Il numero chiuso a Medicina? Adesso c’è anche una petizione per difenderlo

Su Change.org arriva la raccolta firme per mantenere l’accesso limitato alla facoltà di Medicina e Chirurgia: in meno di 24 ore ha già raccolto più di mille adesioni.

Viva il numero chiuso. Dopo la petizione online per l’abolizione del numero chiuso a medicina su Change.org (petizione che in 48 ore ha raccolto oltre 30mila firme), sulla stessa piattaforma è stata
lanciata la contro-petizione del “Comitato numero giusto” per difendere i test d’ingresso alla facoltà, che in poche ore ha già raccolto 1000 firme. Rivolta al ministro dell’Università e Ricerca, Anna Maria Bernini, la petizione sottolinea come “il nostro sistema sanitario nazionale è in profonda crisi. In questa situazione pensiamo che aumentare il numero di posti è sostanzialmente un gesto simbolico, più facile che – spiegano i promotori – aumentare la spesa sanitaria permettendo per esempio di sbloccare le assunzioni, per mostrare un’apparente volontà di risolvere i problemi”.
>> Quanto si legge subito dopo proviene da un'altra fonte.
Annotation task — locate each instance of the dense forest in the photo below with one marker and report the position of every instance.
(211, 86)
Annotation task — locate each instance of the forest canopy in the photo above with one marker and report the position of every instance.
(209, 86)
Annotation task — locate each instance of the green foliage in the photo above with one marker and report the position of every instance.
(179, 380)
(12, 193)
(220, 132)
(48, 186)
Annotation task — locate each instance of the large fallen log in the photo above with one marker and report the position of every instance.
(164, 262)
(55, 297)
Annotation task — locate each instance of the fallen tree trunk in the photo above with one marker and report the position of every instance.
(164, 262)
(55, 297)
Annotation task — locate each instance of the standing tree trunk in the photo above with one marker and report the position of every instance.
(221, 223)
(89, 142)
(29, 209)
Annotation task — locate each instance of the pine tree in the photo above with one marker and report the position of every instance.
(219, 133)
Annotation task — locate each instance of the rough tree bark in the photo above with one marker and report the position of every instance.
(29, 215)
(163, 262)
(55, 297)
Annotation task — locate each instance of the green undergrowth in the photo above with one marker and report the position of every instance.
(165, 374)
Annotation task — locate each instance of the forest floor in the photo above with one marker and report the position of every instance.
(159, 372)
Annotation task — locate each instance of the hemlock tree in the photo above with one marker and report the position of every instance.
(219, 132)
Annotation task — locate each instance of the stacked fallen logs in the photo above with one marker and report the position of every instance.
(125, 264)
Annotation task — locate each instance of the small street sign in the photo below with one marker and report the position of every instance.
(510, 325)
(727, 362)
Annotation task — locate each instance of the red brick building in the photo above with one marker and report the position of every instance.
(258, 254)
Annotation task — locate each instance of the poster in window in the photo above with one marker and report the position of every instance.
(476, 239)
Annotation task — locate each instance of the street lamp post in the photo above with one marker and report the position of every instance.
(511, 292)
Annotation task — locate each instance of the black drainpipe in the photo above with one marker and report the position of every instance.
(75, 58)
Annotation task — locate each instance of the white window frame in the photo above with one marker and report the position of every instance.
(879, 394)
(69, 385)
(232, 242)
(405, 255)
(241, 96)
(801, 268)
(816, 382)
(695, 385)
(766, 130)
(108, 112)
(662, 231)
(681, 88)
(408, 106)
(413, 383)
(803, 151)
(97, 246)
Per i sostenitori della petizione e del numero chiuso in Italia non c’è una carenza assoluta di medici ma relativa. “Se i medici quindi ci sono perché non stanno negli ospedali? Perché il definanziamento della sanità pubblica ha portato sostanzialmente le strutture sanitarie verso la bancarotta obbligandole a razionare le risorse e, tra le altre cose, a bloccare le assunzioni. In questa situazione, con un sistema pubblico fermo e debole molti professionisti vengono quindi portati via verso il privato o paesi esteri” sottolineano gli autori dell’appello.

“Andare contro il numero chiuso significa ridurre prima di tutto la qualità della formazione: già nelle università pubbliche si raggiungono numeri tali da rendere lo svolgimento di tirocini e attività didattiche molto più difficili rispetto a università meno affollate, spesso di natura privata. Inoltre, un eccesso di medici determinerebbe una seconda pletora con prevedibili difficoltà nell’accesso ai programmi di specializzazione e nell’inserimento nel mondo del lavoro. Tutto questo ci sembra sia solo un modo per far finta di risolvere i problemi” concludono.